Kaning: Did you just call me a shrimp, you asshole?! I'm still growing, dmmit!

*̊˙˚˙⑅*❀❀*⑅。・:*。・:*

MJ: You know, Thyme, when you generalize, you tell general... lies.
Thyme:
Thyme: Are you trying to teach me moral lessons through puns.

*̊˙˚˙⑅*❀❀*⑅。・:*。・:*

Kavin: My future partner must be brave, strong, intelligent, successful and organized.
Y/N: *steps on a caterpillar and proceeds to drop to their knees and sob while apologizing profusely*
Kavin: That one. I want that one.

*̊˙˚˙⑅*❀❀*⑅。・:*。・:*

Y/N, sniffling: Calm down, I'm probably not sick. It might just be allergies.
Ren: Okay, tell me this: are you like, really tired?
Y/N: I have depression, what do you think?

*̊˙˚˙⑅*❀❀*⑅。・:*。
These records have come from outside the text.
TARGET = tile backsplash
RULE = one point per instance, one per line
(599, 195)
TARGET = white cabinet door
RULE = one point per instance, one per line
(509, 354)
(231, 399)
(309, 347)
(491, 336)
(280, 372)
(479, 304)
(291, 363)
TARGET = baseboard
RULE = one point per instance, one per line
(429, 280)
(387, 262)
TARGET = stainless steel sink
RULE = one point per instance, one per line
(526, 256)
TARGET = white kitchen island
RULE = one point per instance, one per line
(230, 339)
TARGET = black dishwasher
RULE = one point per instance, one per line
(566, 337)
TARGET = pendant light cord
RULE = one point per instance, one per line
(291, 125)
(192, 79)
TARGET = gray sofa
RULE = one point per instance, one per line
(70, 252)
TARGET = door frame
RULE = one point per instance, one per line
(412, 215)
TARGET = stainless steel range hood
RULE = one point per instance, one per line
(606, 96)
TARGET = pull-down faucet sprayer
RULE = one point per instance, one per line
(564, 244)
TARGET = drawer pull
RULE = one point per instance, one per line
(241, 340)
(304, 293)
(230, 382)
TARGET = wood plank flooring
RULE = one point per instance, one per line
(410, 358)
・:*

Y/N: You're my best friend, I would do anything for you.
Gorya: I want you to eat 3 meals a day and have a decent sleep schedule.
Y/N: Absolutely not.

*̊˙˚˙⑅*❀❀*⑅。・:*。・:*

Thyme: I know this isn't going to end well and I don't care. So don't you try and stop me, Ren!
Ren: I wasn't stopping you. I was asking if you had a spare camera so I can record this

*̊˙˚˙⑅*❀❀*⑅。・:*。・:*

Kavin: If it's any consolation, they got me here on a very misleading text message.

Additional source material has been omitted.